Wednesday 21 August 2013

Mexico economy shrinks for first time in four years

The Mexican economy unexpectedly contracted for the first time in nearly four years in the second quarter, adding to the recent string of disappointments from Latin America’s previously fast-growing economies, and from other emerging markets.


Latin America’s second-biggest economy shrank by 0.7 per cent compared to the first quarter of the year even as most economists expected a modest expansion. On an annual basis, the economy grew by 1.5 per cent.

“Weak data were the last thing that Mexican markets wanted after the rout of the past few days,” David Rees, from Capital Economics, wrote in a research note. “That being said we suspect that the second quarter will mark the low point.”

Stagnant exports to the US and muted public spending held back Mexico in the first half.
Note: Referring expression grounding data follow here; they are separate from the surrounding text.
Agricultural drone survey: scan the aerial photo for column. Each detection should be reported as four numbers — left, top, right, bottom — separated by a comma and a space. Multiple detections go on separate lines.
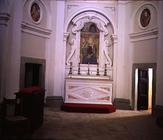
4, 0, 23, 99
53, 0, 65, 97
0, 12, 10, 102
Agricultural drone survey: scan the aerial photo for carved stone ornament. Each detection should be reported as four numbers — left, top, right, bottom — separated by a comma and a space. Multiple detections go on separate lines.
71, 15, 109, 36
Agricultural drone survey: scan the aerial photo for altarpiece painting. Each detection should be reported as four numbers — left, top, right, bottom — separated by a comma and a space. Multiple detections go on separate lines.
80, 22, 99, 64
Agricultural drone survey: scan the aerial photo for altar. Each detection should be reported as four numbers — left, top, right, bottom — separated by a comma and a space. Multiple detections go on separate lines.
65, 75, 113, 105
63, 11, 115, 106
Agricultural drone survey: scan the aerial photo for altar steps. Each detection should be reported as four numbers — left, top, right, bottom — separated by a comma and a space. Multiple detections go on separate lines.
61, 103, 116, 113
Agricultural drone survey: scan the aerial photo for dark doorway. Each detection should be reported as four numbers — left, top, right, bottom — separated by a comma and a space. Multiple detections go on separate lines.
20, 57, 45, 89
25, 63, 42, 87
137, 69, 149, 110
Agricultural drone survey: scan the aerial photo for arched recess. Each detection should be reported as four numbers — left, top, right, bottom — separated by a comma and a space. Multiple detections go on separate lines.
64, 10, 115, 78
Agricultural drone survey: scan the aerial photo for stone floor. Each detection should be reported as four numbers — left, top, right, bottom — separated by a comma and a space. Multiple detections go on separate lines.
31, 107, 163, 140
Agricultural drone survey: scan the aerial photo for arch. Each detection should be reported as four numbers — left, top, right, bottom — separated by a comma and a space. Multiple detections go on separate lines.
70, 11, 110, 36
64, 7, 116, 34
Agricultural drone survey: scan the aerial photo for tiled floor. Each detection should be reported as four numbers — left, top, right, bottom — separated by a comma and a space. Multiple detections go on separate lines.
31, 107, 163, 140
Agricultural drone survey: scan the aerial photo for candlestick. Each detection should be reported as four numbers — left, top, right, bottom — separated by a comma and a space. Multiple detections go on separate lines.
104, 64, 107, 76
78, 63, 81, 75
96, 63, 100, 76
87, 62, 90, 75
68, 62, 72, 75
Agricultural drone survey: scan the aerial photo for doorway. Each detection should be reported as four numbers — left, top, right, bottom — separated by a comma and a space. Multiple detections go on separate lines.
24, 63, 42, 87
20, 57, 45, 89
132, 63, 156, 112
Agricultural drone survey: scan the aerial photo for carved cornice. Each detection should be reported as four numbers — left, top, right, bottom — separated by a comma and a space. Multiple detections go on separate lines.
0, 13, 10, 26
129, 27, 158, 42
21, 21, 52, 38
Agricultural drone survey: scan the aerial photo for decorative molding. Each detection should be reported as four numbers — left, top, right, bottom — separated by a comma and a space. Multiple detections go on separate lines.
69, 86, 79, 89
104, 7, 115, 12
21, 21, 52, 38
129, 27, 158, 42
67, 4, 79, 10
118, 1, 135, 5
71, 11, 109, 35
64, 7, 116, 34
0, 13, 10, 26
66, 75, 111, 80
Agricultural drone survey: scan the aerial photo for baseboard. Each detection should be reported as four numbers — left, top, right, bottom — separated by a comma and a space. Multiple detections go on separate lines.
153, 105, 163, 128
153, 105, 163, 116
45, 96, 63, 107
114, 98, 132, 110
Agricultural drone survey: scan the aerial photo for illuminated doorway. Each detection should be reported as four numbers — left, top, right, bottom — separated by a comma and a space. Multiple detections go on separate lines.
132, 64, 156, 113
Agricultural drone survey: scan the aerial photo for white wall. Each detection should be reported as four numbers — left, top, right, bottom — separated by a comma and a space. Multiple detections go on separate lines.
21, 33, 46, 59
132, 39, 157, 63
156, 1, 163, 106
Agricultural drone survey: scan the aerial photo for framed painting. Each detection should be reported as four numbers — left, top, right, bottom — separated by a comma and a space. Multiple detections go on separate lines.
80, 22, 99, 64
31, 2, 40, 22
140, 8, 151, 27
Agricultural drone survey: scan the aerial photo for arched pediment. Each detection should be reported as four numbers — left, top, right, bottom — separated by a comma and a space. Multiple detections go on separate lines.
65, 8, 115, 34
69, 11, 111, 36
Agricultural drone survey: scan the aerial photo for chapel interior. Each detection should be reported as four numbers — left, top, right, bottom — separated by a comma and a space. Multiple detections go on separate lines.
0, 0, 163, 139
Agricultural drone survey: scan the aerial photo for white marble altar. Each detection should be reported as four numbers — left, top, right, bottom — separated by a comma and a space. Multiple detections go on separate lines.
65, 75, 113, 105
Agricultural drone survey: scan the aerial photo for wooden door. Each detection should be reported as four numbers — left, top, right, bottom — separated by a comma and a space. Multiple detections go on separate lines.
137, 69, 149, 110
25, 63, 41, 87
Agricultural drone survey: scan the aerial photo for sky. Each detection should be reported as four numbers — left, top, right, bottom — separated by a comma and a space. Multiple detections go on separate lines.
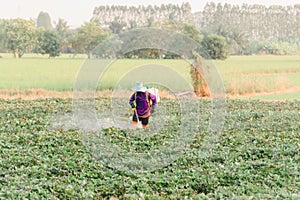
0, 0, 299, 28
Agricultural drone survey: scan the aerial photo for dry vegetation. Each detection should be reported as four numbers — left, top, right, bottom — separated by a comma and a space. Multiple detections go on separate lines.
0, 89, 179, 100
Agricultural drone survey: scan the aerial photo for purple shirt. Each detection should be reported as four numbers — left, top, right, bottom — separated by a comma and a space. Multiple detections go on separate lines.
129, 92, 157, 118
But growth is expected to accelerate later this year as the eight-month-old administration of President Enrique Peña Nieto gets budgeted spending under way after government spending shrank by 5 per cent in real terms over the first five months.

Furthermore, an industrial recovery is expected to gain traction in the US, the largest market for Mexican exports which are dominated by manufactured goods.
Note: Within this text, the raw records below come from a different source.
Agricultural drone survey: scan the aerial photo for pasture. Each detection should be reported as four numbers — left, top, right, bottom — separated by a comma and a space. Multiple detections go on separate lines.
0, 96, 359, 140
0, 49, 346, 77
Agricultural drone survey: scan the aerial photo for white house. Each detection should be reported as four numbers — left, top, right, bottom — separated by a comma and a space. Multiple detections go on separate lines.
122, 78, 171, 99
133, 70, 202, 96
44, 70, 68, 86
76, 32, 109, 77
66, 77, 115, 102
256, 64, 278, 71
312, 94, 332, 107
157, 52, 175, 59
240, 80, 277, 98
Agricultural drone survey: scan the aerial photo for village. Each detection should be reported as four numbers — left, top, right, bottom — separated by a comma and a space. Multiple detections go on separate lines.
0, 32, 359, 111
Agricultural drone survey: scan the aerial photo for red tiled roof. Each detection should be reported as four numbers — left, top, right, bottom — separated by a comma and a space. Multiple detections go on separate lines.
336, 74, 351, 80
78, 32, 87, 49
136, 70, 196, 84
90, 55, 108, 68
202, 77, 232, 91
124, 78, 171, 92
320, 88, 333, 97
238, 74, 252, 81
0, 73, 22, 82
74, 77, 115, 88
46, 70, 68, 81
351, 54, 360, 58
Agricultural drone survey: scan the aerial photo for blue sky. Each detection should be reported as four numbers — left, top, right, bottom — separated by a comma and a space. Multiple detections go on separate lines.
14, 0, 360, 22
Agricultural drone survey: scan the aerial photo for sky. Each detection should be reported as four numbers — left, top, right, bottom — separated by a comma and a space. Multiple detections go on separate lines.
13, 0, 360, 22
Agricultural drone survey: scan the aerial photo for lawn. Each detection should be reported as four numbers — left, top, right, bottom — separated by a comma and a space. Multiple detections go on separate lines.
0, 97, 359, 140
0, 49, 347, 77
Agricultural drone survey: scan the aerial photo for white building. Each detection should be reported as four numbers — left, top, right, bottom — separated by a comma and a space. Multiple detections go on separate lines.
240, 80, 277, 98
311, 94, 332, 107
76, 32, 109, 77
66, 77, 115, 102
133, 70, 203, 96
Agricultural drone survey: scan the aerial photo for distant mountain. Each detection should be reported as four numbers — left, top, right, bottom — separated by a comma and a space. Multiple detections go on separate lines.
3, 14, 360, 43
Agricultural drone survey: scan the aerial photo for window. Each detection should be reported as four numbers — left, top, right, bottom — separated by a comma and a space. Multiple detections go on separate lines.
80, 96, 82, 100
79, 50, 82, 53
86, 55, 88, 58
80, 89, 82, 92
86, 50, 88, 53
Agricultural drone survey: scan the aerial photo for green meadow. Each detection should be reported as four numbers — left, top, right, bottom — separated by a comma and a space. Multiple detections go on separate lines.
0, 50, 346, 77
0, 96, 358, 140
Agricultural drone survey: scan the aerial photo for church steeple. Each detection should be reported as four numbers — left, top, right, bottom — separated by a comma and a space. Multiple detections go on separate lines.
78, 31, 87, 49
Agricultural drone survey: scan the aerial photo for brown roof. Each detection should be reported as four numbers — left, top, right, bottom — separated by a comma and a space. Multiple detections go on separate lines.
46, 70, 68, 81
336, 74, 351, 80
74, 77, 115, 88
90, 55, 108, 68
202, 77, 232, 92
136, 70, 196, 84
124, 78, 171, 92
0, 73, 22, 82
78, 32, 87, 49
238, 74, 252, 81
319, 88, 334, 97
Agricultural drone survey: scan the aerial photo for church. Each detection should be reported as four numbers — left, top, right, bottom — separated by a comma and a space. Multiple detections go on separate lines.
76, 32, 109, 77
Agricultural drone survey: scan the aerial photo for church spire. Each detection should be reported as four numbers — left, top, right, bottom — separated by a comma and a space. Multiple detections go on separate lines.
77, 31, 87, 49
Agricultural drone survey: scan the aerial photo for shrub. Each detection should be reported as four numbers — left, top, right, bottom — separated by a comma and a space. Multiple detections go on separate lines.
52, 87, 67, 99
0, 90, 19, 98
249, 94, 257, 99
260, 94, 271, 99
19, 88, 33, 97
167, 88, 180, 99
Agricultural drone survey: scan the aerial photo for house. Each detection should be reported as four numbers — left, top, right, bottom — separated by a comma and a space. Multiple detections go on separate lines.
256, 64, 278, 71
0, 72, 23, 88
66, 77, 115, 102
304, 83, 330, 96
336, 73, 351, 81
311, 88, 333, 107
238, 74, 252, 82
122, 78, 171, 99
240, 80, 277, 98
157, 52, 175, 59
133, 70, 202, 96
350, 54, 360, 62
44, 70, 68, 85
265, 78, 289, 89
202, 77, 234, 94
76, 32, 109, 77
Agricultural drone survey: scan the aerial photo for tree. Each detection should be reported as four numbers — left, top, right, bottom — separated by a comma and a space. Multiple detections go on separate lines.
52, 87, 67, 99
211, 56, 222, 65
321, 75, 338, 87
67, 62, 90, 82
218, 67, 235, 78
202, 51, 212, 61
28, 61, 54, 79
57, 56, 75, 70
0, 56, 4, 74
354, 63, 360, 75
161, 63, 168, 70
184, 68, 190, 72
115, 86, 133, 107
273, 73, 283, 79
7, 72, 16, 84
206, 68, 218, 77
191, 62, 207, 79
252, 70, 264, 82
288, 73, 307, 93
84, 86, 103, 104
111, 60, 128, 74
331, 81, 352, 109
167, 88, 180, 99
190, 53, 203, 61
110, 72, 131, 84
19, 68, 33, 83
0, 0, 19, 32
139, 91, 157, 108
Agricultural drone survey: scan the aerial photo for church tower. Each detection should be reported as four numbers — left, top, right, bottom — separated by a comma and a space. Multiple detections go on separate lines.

Investors have become more optimistic about Mexico’s economic prospects thanks to a reform drive by Mr Peña Nieto which last week included a proposal to open the energy sector to private investment for the first time in 75 years. The government says this will boost annual economic growth by 2 percentage points by 2024.

Meanwhile, the Mexican central bank this month cut its forecast for economic expansion this year to between 2 and 3 per cent, from 3 to 4 per cent previously. Weakening growth had already led the central bank to cut interest rates by half a percentage point to 4 per cent in March.
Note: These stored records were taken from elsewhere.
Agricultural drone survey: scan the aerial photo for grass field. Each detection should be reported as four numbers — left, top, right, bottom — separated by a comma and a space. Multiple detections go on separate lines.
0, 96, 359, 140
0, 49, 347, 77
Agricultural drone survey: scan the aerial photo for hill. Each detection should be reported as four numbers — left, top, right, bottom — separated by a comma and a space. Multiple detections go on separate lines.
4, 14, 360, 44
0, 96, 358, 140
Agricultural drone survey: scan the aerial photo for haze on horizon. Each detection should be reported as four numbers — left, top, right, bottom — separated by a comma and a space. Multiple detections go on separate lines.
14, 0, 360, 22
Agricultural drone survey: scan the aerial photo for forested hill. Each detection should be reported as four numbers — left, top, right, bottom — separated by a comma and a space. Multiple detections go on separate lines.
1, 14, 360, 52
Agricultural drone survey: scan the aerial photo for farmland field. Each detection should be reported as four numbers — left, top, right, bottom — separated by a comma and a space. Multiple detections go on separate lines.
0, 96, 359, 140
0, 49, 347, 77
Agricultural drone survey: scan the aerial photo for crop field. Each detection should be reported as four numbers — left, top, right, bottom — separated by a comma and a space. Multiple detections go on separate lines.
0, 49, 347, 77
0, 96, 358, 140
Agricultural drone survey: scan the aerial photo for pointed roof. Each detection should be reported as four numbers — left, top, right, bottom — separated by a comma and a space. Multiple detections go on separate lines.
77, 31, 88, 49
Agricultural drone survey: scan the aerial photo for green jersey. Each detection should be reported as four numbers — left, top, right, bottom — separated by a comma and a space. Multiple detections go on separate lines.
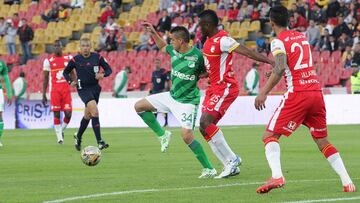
166, 45, 205, 105
0, 60, 12, 100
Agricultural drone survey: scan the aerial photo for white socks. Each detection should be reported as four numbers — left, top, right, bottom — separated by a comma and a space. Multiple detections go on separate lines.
265, 141, 283, 179
62, 122, 68, 132
327, 153, 352, 186
54, 124, 63, 142
208, 129, 237, 166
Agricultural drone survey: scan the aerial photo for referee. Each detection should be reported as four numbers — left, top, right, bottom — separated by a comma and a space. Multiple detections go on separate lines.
63, 38, 112, 151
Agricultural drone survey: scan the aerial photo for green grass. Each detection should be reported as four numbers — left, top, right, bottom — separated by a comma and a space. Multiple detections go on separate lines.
0, 125, 359, 203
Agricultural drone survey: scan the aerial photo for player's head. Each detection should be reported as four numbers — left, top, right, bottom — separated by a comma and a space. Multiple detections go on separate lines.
169, 26, 190, 51
154, 58, 161, 69
269, 5, 289, 29
53, 40, 63, 56
19, 71, 25, 78
198, 9, 219, 37
125, 66, 132, 73
80, 38, 92, 57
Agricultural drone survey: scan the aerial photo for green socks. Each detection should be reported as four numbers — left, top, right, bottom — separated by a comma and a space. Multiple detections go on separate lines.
138, 112, 165, 137
189, 140, 214, 169
0, 121, 3, 138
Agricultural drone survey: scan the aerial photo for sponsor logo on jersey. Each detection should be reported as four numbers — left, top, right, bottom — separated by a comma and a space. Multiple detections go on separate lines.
93, 66, 99, 73
171, 70, 195, 81
287, 121, 297, 131
189, 62, 195, 68
184, 56, 197, 61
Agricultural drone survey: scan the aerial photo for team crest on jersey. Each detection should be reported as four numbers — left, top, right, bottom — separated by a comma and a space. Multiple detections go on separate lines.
287, 121, 297, 131
188, 61, 195, 68
49, 57, 55, 62
284, 37, 290, 42
64, 62, 68, 66
210, 46, 216, 53
213, 37, 220, 43
93, 66, 99, 73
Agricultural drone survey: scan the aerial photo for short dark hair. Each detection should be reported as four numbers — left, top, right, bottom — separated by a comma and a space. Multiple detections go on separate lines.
170, 26, 190, 43
199, 9, 219, 27
54, 40, 63, 47
20, 71, 25, 77
270, 5, 289, 27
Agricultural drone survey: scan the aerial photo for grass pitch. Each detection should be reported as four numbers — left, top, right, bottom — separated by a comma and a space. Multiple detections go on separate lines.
0, 125, 359, 203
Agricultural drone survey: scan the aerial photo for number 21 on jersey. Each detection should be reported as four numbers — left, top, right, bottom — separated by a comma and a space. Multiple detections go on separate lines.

“Should we be worried about the lack of growth in Mexico? We believe the problem is one of perception,” said Nomura analyst Benito Berber, citing over-bullish forecasts of US economic performance by analysts who may also have imagined that the effects of Mr Peña Nieto’s reform drive would come immediately.

Nonetheless, other Latin American economies have also reported slowing rates of growth, particularly among the commodity-dominated economies of South America as the China-fuelled commodity price boom starts to wane and local credit booms mature.